Handling JavaScript Rendered Pages

When dealing with JavaScript-rendered web pages, the basic requests.get() method alone might not give us the desired result. In such cases, we can use additional libraries like Selenium or MechanicalSoup. These libraries simulate a web browser and execute the JavaScript code, allowing us to retrieve the fully rendered page.

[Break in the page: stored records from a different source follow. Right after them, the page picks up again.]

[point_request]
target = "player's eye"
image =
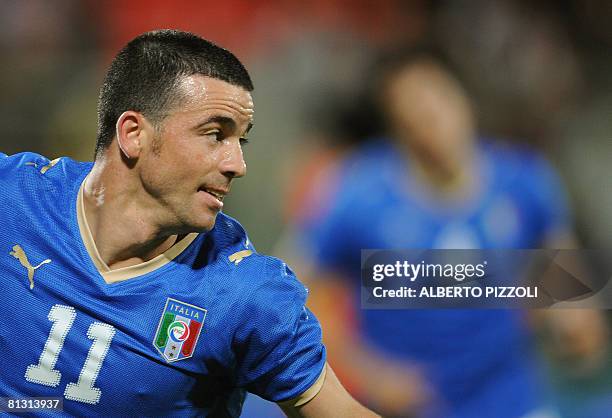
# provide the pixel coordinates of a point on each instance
(214, 133)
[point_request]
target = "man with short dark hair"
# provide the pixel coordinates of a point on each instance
(126, 290)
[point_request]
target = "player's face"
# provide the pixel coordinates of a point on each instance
(429, 112)
(197, 153)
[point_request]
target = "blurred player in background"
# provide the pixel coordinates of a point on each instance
(433, 184)
(125, 290)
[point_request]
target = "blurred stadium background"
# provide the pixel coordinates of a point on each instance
(539, 73)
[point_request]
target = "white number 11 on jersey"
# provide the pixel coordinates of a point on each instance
(44, 373)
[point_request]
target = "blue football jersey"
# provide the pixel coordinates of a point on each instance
(479, 361)
(184, 334)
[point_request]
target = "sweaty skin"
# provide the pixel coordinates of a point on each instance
(155, 183)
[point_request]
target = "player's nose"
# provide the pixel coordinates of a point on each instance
(232, 163)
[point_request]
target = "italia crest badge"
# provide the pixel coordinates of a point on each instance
(178, 330)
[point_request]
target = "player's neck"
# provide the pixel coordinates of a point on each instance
(122, 220)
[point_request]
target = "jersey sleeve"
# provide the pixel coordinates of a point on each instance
(279, 349)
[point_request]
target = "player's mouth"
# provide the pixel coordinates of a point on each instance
(216, 194)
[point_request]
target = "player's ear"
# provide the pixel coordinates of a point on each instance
(132, 130)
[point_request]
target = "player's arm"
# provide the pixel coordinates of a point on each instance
(390, 386)
(581, 335)
(332, 401)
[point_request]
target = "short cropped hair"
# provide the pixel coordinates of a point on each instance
(145, 74)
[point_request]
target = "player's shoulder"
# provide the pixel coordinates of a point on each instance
(30, 165)
(247, 267)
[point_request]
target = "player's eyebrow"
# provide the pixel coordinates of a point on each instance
(222, 120)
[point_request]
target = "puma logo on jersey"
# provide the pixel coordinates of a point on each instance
(239, 256)
(45, 168)
(20, 255)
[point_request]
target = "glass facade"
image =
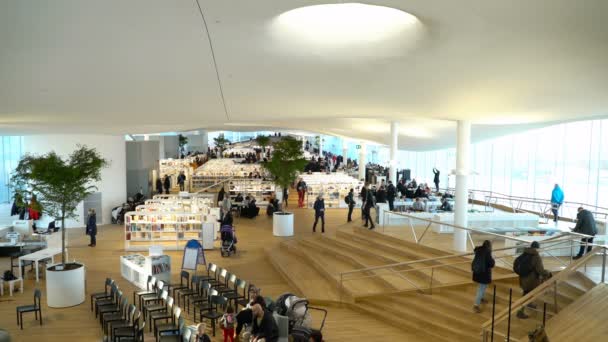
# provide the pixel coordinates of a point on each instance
(528, 164)
(11, 150)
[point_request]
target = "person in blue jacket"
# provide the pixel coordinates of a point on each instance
(557, 199)
(319, 213)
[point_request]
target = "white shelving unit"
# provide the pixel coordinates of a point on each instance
(171, 230)
(334, 186)
(136, 268)
(261, 190)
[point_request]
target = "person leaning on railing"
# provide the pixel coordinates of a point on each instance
(529, 266)
(585, 224)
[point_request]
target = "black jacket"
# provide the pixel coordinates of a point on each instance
(319, 206)
(585, 223)
(267, 328)
(486, 256)
(92, 225)
(391, 192)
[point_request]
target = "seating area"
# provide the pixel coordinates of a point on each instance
(162, 308)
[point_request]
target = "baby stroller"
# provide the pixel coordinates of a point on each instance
(228, 240)
(300, 321)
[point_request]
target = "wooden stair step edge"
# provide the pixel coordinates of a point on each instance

Here’s an example using Selenium:

from selenium import webdriver

url = "https://example.com"

# Set up Selenium webdriver
driver = webdriver.Chrome()
driver.get(url)

# Retrieve the rendered page content
html_content = driver.page_source

# Close the webdriver
driver.quit()

print(html_content)

In this example, we initialize the webdriver and open the URL using driver.get(). We then retrieve the rendered page content using driver.page_source. Finally, we close the webdriver using driver.quit().

Conclusion

Thanks to the requests library, we can easily send HTTP requests to websites and retrieve the HTML response. However, when dealing with JavaScript-rendered web pages, additional libraries like Selenium might be required to retrieve the fully rendered content.

By combining requests with other libraries, we can overcome the challenges of scraping JavaScript-rendered web pages and extract the data we need for our projects. Happy scraping!

Note: Remember to check the terms of service and respect the website’s policies when scraping data from websites.